The rules and norms governing the profession place an enormous amount of weight on the lawyer’s loyalty to the client. Sometimes this even requires lawyers to behave in ways that non-lawyers might find grotesquely immoral. There are strong reasons to do this, though, that get less strange after you have some time to get used to it. For one the relationship between a lawyer and her client gives the lawyer such a great capacity to screw the client over. If lawyers are going to keep convincing people to pay us for our services, it’s important to convince them that we don’t do that. But at a less cynical level, the justice system relies upon the adversarial process to arrive at truth. That means that each side of the case needs a qualified person putting up the best argument that they can. If a client can’t trust their lawyer to represent their side, that threatens the whole edifice. So while the case turns upon a Constitutional question, having this ethos pounded into your head in law school and in practice is what makes McCoy v. Louisiana, a death penalty appeal currently before the Supreme Court, so striking.
Robert McCoy was charged in the triple murder of his estranged wife’s mother, stepfather, and son. Upon taking the case and reviewing the evidence, his lawyer, Larry English, decided that he would not be able to prove McCoy’s innocence. Instead, he thought the best way to avoid the death penalty was to admit his client’s guilt and then argue for mitigation. This is often a prudent strategy in a death penalty case, but McCoy wasn’t interested. He insisted that he was innocent, that he had been framed by the police, and that he would not under any circumstances admit to the murder of his family members. After the court refused McCoy’s request to have English replaced by another lawyer, the case went to trial. In it, McCoy and English were essentially arguing against each other. English admitted McCoy’s guilt in his opening and closing statements, to which McCoy objected. He insisted that he was innocent and that he was being railroaded by his own attorney. Neither English’s strategy nor McCoy’s claims of innocence worked; he was convicted of the three murders and sentenced to death.
McCoy’s appeal, which had oral arguments before the Supreme Court last week, contends that English’s admission of McCoy’s guilt meant that his 6th Amendment right to the assistance of an attorney had been violated. The Court has heard a lot of cases involving claims of ineffective assistance of counsel, and the caselaw is not friendly to defendants. Courts are extraordinarily skeptical of claims that defense attorneys at trial were incompetent. They will usually uphold convictions if an even vaguely plausible strategic reason can be concocted to explain whatever ludicrous thing the defense attorney did. If they can’t do that, they’ll uphold the conviction if the defendant fails to show that his lawyer’s incompetence prejudiced his defense. If McCoy were claiming that English was incompetent, the Supreme Court would never have heard the case in the first place.
He’s not, though, and his argument makes the question much more interesting.
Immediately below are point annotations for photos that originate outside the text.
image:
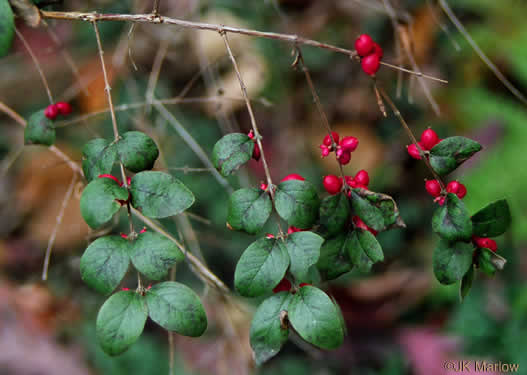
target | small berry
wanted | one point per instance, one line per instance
(64, 108)
(413, 151)
(429, 139)
(293, 176)
(51, 111)
(433, 188)
(327, 139)
(364, 45)
(362, 178)
(371, 64)
(332, 184)
(349, 144)
(283, 286)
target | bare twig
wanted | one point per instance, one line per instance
(59, 218)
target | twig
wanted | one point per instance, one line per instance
(37, 65)
(59, 218)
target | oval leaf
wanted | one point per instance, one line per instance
(120, 322)
(39, 130)
(249, 210)
(137, 151)
(232, 151)
(451, 152)
(261, 267)
(493, 220)
(176, 307)
(304, 250)
(99, 201)
(153, 255)
(316, 319)
(297, 202)
(98, 157)
(159, 195)
(104, 263)
(267, 335)
(452, 261)
(452, 221)
(7, 27)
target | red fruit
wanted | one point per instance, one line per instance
(370, 64)
(64, 108)
(429, 139)
(283, 286)
(332, 184)
(349, 144)
(362, 178)
(364, 45)
(413, 151)
(51, 111)
(327, 139)
(293, 176)
(433, 188)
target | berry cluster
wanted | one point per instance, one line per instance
(342, 147)
(60, 108)
(370, 52)
(429, 139)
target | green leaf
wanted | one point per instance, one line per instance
(7, 27)
(232, 151)
(452, 261)
(261, 267)
(466, 283)
(98, 157)
(452, 221)
(104, 263)
(451, 152)
(249, 210)
(367, 211)
(39, 130)
(137, 151)
(316, 319)
(334, 213)
(492, 220)
(159, 195)
(121, 321)
(176, 307)
(297, 202)
(153, 255)
(334, 259)
(267, 335)
(99, 201)
(304, 251)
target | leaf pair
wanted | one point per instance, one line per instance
(106, 261)
(172, 305)
(265, 262)
(310, 311)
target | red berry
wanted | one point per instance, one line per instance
(453, 187)
(64, 108)
(413, 151)
(362, 178)
(327, 139)
(332, 184)
(51, 111)
(283, 286)
(364, 45)
(370, 64)
(429, 139)
(433, 188)
(293, 176)
(349, 144)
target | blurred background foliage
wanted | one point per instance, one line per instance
(399, 319)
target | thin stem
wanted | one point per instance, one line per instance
(37, 64)
(60, 216)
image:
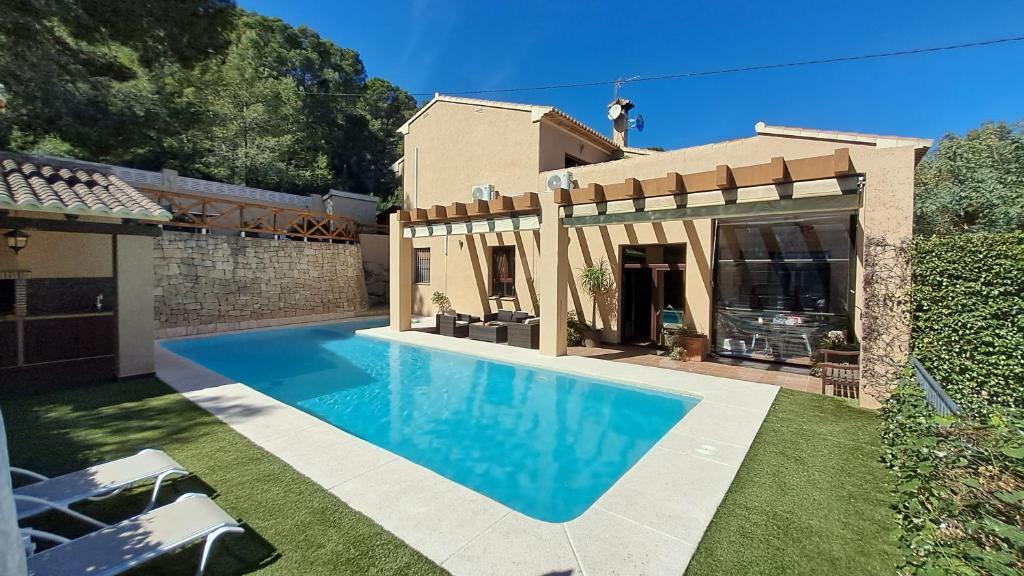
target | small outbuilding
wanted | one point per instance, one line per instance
(76, 275)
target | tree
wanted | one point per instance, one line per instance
(80, 74)
(973, 183)
(596, 281)
(255, 124)
(197, 85)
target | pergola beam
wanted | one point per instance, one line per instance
(846, 202)
(777, 171)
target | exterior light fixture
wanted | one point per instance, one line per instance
(16, 240)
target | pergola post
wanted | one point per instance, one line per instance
(400, 285)
(554, 278)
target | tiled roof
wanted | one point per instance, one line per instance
(38, 187)
(880, 140)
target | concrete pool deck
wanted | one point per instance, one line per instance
(649, 522)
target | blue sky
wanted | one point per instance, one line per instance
(449, 45)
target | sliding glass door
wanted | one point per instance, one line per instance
(780, 284)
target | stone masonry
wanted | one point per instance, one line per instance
(209, 283)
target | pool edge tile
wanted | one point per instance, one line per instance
(724, 404)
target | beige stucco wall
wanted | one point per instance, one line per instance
(557, 141)
(135, 323)
(61, 254)
(453, 147)
(464, 274)
(887, 211)
(376, 261)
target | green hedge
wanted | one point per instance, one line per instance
(969, 316)
(958, 487)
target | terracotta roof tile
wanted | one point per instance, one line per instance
(69, 190)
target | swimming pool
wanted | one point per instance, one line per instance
(546, 444)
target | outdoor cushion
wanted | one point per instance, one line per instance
(95, 481)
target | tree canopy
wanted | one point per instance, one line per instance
(200, 86)
(973, 182)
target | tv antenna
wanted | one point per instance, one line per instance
(621, 82)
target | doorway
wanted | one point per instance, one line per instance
(652, 279)
(637, 288)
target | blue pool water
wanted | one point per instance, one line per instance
(544, 443)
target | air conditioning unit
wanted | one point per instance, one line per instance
(483, 192)
(560, 179)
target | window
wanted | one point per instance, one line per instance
(6, 297)
(423, 265)
(781, 284)
(503, 271)
(572, 161)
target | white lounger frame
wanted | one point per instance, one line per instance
(159, 481)
(210, 537)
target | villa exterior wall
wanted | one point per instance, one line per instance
(135, 325)
(61, 254)
(556, 142)
(462, 271)
(210, 283)
(376, 263)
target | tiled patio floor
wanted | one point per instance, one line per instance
(768, 374)
(649, 522)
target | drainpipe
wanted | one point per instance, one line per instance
(416, 173)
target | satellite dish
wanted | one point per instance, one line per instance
(637, 123)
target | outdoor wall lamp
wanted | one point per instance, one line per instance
(16, 240)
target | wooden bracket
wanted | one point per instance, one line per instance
(723, 176)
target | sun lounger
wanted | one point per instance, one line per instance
(94, 483)
(127, 544)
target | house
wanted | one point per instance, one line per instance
(76, 277)
(763, 241)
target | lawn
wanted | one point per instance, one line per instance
(810, 498)
(294, 526)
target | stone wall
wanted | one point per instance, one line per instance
(375, 266)
(208, 283)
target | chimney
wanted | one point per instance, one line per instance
(619, 113)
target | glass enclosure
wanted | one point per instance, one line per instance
(780, 284)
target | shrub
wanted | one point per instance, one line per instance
(833, 339)
(576, 328)
(958, 487)
(440, 300)
(968, 320)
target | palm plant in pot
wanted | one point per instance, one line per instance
(596, 281)
(689, 344)
(443, 305)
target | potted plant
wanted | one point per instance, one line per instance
(442, 303)
(693, 341)
(596, 281)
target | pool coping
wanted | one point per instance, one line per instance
(648, 522)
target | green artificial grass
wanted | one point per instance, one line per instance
(293, 525)
(811, 497)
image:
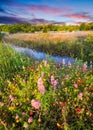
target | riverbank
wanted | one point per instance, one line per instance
(42, 95)
(71, 44)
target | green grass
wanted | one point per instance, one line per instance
(66, 103)
(81, 48)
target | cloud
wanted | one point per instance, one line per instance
(38, 8)
(47, 9)
(2, 10)
(82, 15)
(12, 20)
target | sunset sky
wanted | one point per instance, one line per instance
(68, 11)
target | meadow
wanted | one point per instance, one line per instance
(44, 95)
(72, 44)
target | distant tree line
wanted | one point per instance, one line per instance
(28, 28)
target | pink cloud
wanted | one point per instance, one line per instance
(47, 9)
(40, 8)
(78, 16)
(82, 15)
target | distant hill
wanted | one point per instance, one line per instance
(14, 20)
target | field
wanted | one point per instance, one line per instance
(72, 44)
(43, 95)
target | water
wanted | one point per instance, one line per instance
(41, 55)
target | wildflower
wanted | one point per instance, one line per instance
(52, 80)
(55, 84)
(59, 125)
(63, 104)
(25, 125)
(28, 68)
(67, 76)
(30, 120)
(17, 116)
(84, 67)
(23, 114)
(78, 110)
(80, 95)
(45, 63)
(41, 86)
(11, 97)
(35, 103)
(31, 113)
(75, 85)
(63, 62)
(69, 63)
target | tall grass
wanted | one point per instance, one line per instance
(78, 47)
(11, 63)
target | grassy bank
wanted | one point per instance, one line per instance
(44, 96)
(78, 44)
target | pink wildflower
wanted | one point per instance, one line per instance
(55, 84)
(63, 62)
(52, 80)
(30, 120)
(11, 97)
(75, 85)
(35, 103)
(41, 86)
(45, 63)
(80, 95)
(69, 63)
(84, 67)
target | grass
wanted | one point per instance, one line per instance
(43, 95)
(76, 44)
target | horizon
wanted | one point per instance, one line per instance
(42, 11)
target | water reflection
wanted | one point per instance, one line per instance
(40, 55)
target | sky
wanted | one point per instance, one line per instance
(65, 11)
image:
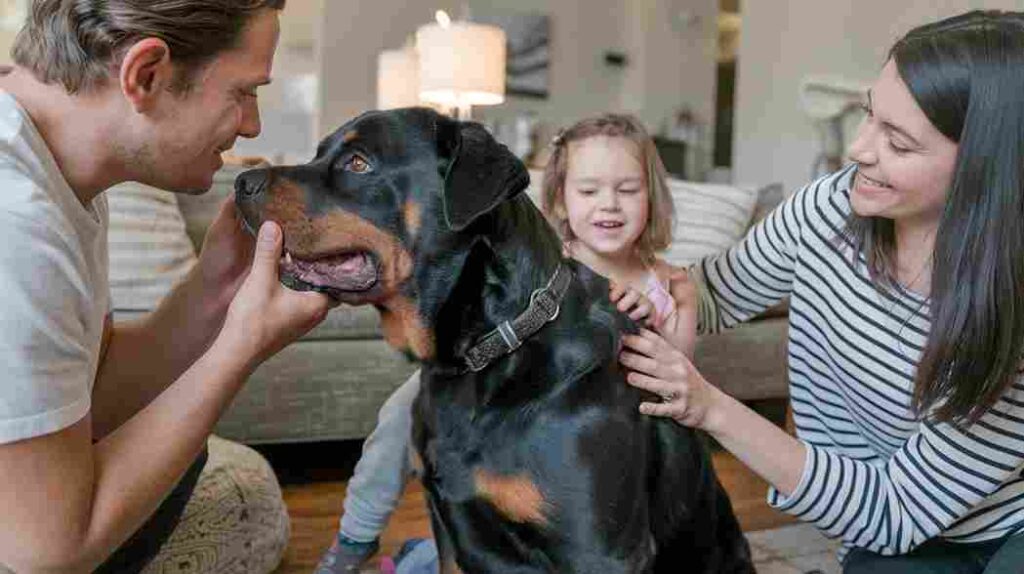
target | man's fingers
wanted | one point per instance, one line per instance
(638, 363)
(667, 391)
(267, 252)
(638, 344)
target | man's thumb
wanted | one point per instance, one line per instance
(267, 252)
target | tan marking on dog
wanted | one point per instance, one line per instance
(337, 231)
(403, 328)
(516, 497)
(416, 461)
(450, 567)
(306, 237)
(413, 217)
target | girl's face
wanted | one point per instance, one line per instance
(904, 164)
(606, 201)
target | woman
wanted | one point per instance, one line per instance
(905, 273)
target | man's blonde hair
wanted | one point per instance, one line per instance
(78, 43)
(656, 235)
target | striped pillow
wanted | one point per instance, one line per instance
(150, 251)
(710, 218)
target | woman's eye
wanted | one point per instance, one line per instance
(357, 165)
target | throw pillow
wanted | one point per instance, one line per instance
(148, 249)
(710, 218)
(769, 197)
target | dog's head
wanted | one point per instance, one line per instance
(389, 195)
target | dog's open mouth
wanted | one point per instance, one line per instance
(335, 274)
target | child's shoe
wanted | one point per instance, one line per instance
(346, 556)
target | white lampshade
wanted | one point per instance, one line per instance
(462, 63)
(397, 79)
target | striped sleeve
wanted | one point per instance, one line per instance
(943, 477)
(758, 272)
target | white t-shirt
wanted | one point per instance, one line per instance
(53, 285)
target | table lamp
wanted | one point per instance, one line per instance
(461, 64)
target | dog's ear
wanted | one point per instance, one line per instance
(478, 172)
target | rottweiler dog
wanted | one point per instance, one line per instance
(534, 454)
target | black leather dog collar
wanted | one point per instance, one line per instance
(544, 306)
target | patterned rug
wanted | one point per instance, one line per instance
(799, 548)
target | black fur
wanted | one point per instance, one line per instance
(623, 492)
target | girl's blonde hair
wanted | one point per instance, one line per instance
(656, 235)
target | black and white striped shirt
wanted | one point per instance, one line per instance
(877, 476)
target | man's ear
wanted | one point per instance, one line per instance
(145, 73)
(478, 172)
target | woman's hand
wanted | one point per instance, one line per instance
(633, 303)
(658, 367)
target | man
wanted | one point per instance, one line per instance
(102, 427)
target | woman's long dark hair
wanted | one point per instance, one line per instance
(967, 74)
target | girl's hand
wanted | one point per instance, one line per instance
(656, 366)
(679, 326)
(633, 303)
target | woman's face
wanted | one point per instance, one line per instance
(904, 164)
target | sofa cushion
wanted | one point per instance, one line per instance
(710, 218)
(148, 249)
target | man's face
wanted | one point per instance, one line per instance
(183, 147)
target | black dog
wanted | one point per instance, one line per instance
(535, 456)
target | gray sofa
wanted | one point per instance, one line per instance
(330, 385)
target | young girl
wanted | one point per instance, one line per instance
(604, 190)
(905, 273)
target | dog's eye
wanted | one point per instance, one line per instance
(357, 165)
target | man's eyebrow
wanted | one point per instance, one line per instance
(893, 127)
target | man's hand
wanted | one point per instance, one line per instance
(264, 316)
(225, 258)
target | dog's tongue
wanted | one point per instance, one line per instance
(344, 272)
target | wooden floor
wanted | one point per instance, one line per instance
(315, 506)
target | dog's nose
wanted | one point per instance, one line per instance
(251, 184)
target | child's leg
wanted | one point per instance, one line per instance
(376, 485)
(380, 475)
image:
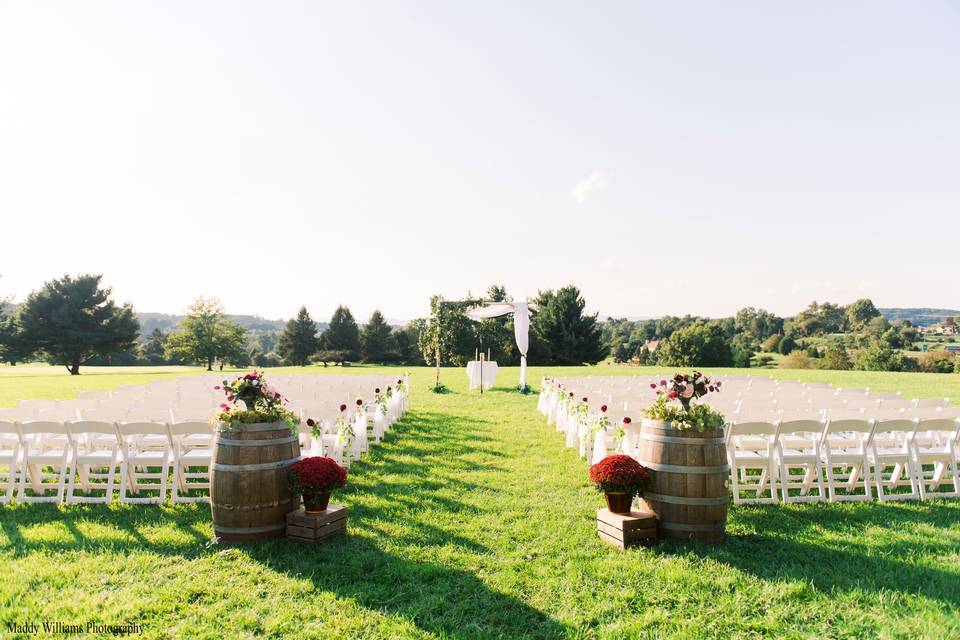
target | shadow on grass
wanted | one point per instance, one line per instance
(410, 484)
(866, 546)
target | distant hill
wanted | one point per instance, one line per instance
(921, 317)
(167, 322)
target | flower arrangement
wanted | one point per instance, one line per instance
(314, 478)
(620, 433)
(261, 403)
(678, 402)
(620, 474)
(344, 427)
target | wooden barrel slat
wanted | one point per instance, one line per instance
(249, 499)
(688, 492)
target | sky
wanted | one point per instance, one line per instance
(666, 158)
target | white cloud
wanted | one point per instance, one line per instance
(588, 186)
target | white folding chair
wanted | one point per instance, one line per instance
(936, 453)
(141, 451)
(192, 444)
(798, 447)
(43, 444)
(752, 446)
(96, 456)
(844, 447)
(9, 458)
(893, 446)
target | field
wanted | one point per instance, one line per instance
(472, 520)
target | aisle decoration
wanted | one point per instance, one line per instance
(314, 478)
(620, 478)
(261, 403)
(678, 402)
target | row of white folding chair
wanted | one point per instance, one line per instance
(852, 446)
(82, 450)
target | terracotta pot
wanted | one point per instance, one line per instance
(618, 502)
(317, 503)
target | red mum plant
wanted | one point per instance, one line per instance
(315, 476)
(620, 474)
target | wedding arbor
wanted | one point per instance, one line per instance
(521, 326)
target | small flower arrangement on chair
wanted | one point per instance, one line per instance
(620, 478)
(314, 478)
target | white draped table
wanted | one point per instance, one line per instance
(489, 373)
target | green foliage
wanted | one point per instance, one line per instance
(378, 341)
(15, 346)
(757, 324)
(153, 350)
(860, 312)
(562, 331)
(206, 335)
(71, 320)
(699, 345)
(408, 342)
(772, 344)
(937, 362)
(878, 356)
(819, 319)
(299, 340)
(342, 334)
(742, 348)
(836, 357)
(797, 359)
(699, 417)
(786, 345)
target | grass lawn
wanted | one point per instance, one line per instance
(473, 521)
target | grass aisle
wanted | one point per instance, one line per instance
(472, 520)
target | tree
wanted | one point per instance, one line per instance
(153, 351)
(860, 312)
(797, 359)
(342, 334)
(837, 357)
(299, 340)
(772, 344)
(699, 345)
(206, 335)
(14, 345)
(759, 324)
(408, 339)
(71, 320)
(568, 336)
(377, 340)
(878, 356)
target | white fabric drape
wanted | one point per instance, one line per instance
(521, 326)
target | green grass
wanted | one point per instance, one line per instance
(473, 521)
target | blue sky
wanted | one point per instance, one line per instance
(689, 157)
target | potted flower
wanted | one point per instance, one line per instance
(254, 420)
(314, 478)
(620, 478)
(679, 404)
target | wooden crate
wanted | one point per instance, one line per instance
(315, 527)
(623, 530)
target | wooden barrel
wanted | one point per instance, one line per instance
(249, 498)
(689, 488)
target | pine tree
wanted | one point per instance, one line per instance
(342, 334)
(377, 339)
(299, 339)
(71, 320)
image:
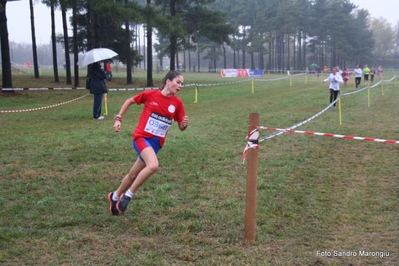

To borrow the terms with which the rules of professional responsibility describe a lawyer’s obligations, McCoy’s complaint isn’t about the means of representation. It’s about the ends. As English understood it, McCoy’s objective was to get the most favorable outcome: an acquittal if possible, avoiding the death penalty if not. He weighed the odds of those outcomes and chose the strategy that would achieve the best plausible outcome: life in prison. To McCoy, however, the most important thing might be his name. A defendant in his position might be indifferent between an execution and a lengthy prison term or even prefer the former. In McCoy’s view, only the client can make that decision, not the lawyer.
I’m not going to pretend that my guess about how the court will rule is better than anyone else’s reading this. My hope, though, is that the McCoy can find the five votes he needs to win. Justice Breyer’s concern at oral argument, that defendants who lack the expertise to fully understand the ramifications of their choices will get convicted or executed because they overrule their savvier attorneys, is a real one. Yet despite an attorney’s expertise, he’s not the one facing down the awesome power of the state. We are advocates: agents of the will of another. If the client assesses his interests in a different way than we do, then arguing the contrary isn’t giving him effective assistance at all. Larry English was operating in good faith here. He certainly wasn’t incompetent. He understood his duty in a way that made him something worse: disloyal.